First, I split the dataset into training and testing sets. Using the training set, I converted all categorical features into dummy variables using one hot encoding. I also converted the target into binary variables, where “no”=0 and “yes”=1. Then, I performed feature selection using two different techniques, recursive feature elimination using cross-validation (RFECV) and ANOVA F-values, to determine which factors impact employee attrition the most. I performed RFECV using both a Random Forest Classifier and a Decision Tree Classifier as the estimators, and recall as the scoring metric. The Random Forest Classifier estimator selected two features, age and monthly income. The Decision Tree Classifier estimator selected four features: age, distance from home, monthly income, and years at company. Next, I used the ANOVA F-values to remove irrelevant features. I wanted to select the k features with the highest F-values. To do this, I used a loop to include values of k ranging from 2 to the total number of features. Then, I trained Random Forest Classifiers and Decision Tree Classifiers for each value of k to determine which value provided the best recall score. For both models, k values greater than 9 began to increase only minimally. Therefore, I chose to keep the k=9 best features. These features were: age, number of companies worked, training times last year, years at company, frequent business travel, rare business travel, job role of Research Director, marital status of married, and marital status of single.

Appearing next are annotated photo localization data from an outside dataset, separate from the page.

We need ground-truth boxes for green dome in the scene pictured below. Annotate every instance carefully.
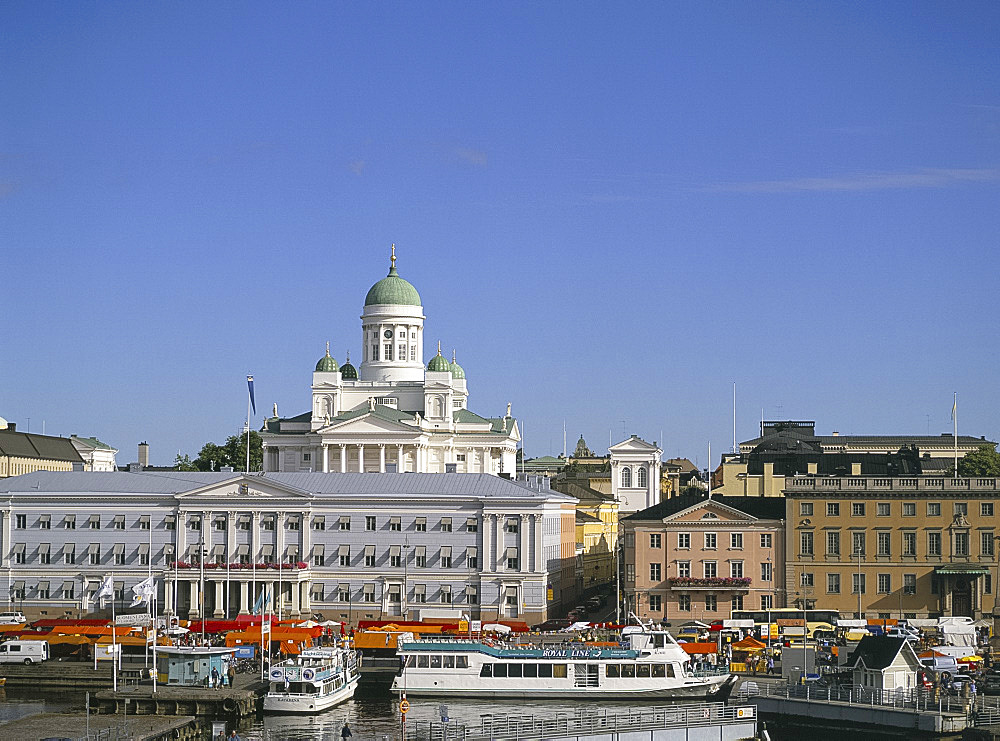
[315,346,339,372]
[340,361,358,380]
[449,350,465,379]
[428,348,451,372]
[364,265,421,307]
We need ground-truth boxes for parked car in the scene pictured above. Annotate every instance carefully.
[982,673,1000,695]
[0,612,26,625]
[533,619,572,632]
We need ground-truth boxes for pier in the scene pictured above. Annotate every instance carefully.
[411,702,757,740]
[0,712,201,741]
[95,678,267,718]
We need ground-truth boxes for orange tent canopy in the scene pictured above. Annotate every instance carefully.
[733,637,767,650]
[680,642,718,655]
[919,649,948,658]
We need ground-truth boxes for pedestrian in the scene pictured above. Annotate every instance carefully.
[228,661,237,689]
[341,721,353,739]
[766,655,775,675]
[211,666,220,690]
[229,731,241,741]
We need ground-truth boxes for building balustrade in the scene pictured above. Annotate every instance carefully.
[667,576,752,589]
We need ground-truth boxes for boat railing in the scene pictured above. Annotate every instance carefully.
[734,680,972,714]
[411,701,754,740]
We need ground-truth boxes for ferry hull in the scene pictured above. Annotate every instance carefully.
[263,675,359,713]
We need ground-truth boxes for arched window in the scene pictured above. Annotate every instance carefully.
[621,467,632,488]
[636,467,647,489]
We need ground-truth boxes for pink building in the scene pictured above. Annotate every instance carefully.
[622,494,786,622]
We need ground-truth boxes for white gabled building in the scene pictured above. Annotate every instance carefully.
[610,435,662,513]
[261,249,520,476]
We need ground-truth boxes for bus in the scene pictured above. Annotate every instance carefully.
[731,609,840,640]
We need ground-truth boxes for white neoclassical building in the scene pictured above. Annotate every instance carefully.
[610,435,662,513]
[261,249,520,476]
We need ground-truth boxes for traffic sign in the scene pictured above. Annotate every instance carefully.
[399,699,410,714]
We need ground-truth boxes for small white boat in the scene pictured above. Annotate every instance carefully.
[263,644,360,713]
[391,624,736,701]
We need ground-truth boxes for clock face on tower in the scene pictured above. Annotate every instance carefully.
[383,330,393,339]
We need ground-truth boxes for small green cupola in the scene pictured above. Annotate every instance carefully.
[315,342,339,372]
[339,351,358,380]
[427,341,451,372]
[364,245,422,307]
[449,349,466,379]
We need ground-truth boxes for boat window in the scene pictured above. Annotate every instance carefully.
[493,664,508,677]
[443,655,455,669]
[404,656,414,667]
[637,665,651,678]
[553,664,567,679]
[652,664,666,678]
[538,663,552,678]
[606,664,620,678]
[508,663,523,678]
[417,656,429,668]
[653,634,667,648]
[523,663,537,678]
[456,656,468,669]
[430,655,442,669]
[666,664,676,678]
[621,664,636,678]
[480,664,492,677]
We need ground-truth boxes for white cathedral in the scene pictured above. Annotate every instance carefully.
[260,250,521,475]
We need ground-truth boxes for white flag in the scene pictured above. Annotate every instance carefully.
[129,576,156,607]
[94,575,114,601]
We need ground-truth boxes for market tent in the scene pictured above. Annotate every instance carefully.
[680,642,717,655]
[733,637,767,650]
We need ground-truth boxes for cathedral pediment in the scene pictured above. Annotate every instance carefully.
[316,413,418,436]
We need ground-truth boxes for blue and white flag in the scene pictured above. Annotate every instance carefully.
[94,575,114,601]
[129,576,156,607]
[251,589,265,615]
[247,375,256,416]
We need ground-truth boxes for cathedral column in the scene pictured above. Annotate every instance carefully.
[534,514,544,573]
[482,514,492,574]
[397,445,405,472]
[481,448,488,473]
[239,581,249,615]
[520,515,529,573]
[322,444,329,473]
[379,444,386,473]
[357,445,365,472]
[340,445,347,473]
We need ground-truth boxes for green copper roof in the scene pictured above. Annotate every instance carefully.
[315,347,339,372]
[449,350,465,379]
[340,362,358,380]
[364,265,421,307]
[428,353,451,372]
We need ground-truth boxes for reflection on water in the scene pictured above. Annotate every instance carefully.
[0,687,77,724]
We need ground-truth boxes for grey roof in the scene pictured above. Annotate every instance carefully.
[847,636,915,671]
[0,470,575,501]
[265,406,518,438]
[69,435,116,451]
[0,430,84,463]
[742,432,995,448]
[622,493,786,522]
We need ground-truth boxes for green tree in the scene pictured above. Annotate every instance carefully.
[183,431,264,472]
[957,444,1000,477]
[173,454,198,471]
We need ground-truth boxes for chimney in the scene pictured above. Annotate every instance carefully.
[832,431,839,436]
[138,441,149,468]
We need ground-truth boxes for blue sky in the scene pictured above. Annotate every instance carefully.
[2,2,998,466]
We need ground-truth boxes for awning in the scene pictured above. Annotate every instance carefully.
[286,514,300,525]
[112,543,125,555]
[36,580,49,592]
[466,517,478,529]
[467,546,478,559]
[338,582,350,593]
[339,515,351,527]
[64,544,75,555]
[364,545,375,557]
[88,543,100,554]
[338,544,350,557]
[214,515,227,524]
[312,515,325,527]
[12,580,24,591]
[313,544,325,555]
[164,544,175,556]
[87,515,101,526]
[388,545,401,557]
[62,580,75,591]
[114,580,124,591]
[138,543,149,555]
[12,543,25,554]
[415,517,426,527]
[211,544,225,558]
[165,515,176,526]
[389,516,401,527]
[261,544,274,557]
[38,543,50,555]
[63,515,76,526]
[934,565,989,575]
[39,514,50,526]
[440,584,452,594]
[312,583,324,595]
[505,546,518,560]
[286,545,299,557]
[139,515,150,527]
[238,515,251,526]
[413,584,426,596]
[441,546,452,558]
[441,517,452,528]
[504,585,518,598]
[188,515,201,527]
[363,583,376,595]
[112,515,125,527]
[415,546,426,558]
[236,544,249,556]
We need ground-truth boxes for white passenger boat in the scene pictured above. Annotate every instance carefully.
[391,625,736,700]
[263,644,360,713]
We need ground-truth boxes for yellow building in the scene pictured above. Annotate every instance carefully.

Next, I performed model selection. I trained Random Forest and Decision Tree Classifiers with different parameters on the three feature subsets obtained during feature selection. Both models performed best when using the subset with the features: age, distance from home, monthly income, and years at company; however, the Decision Tree Classifier performed the best with a recall score of 0.88 when using the following parameters: criterion=gini, max_depth=19, min_samples_leaf=1, min_samples_split=2, and splitter=random.

Results

I used the Decision Tree Classifier to predict whether or not an employee left the company based on age, distance from home, monthly income, and years at company using the testing data. The model made classification predictions as seen in confusion matrix in Figure 1, providing a recall score of 0.87. This is very close to the recall score obtained during my experiments. Therefore, I am confident that this model will perform similarly on future employee data. I also wanted to look at the Area Under the Precision-Recall Curve, in which a high area indicates both high recall and high precision. I was interested in this metric because it is stable under class-imbalanced and shows the trade-off between precision and recall. The model provided an average precision score of 0.85, which can be seen in the Area Under the Precision-Recall Curve in Figure 2. This value further shows that the model performed well.

Figure 1 - Confusion matrix of classification results


Figure 2 - Area under the precision-recall curve


Conclusion

Though the results show that the model performed well, there is room for improvement. I handled class-imbalance by looking at the area under the precision-recall curve. However, I could have performed other techniques, such as random oversampling or Synthetic Minority Oversampling Technique (SMOTE) to generate new data for the minority class. I could also consider using different models. Though decision trees frequently perform well on imbalanced data, tree ensembles usually outperform singular decision trees. Though the Decision Tree Classifier performed better than the Random Forest Classifier, I could test other models, such as Gradient Boosted Trees or Extremely Randomized Trees.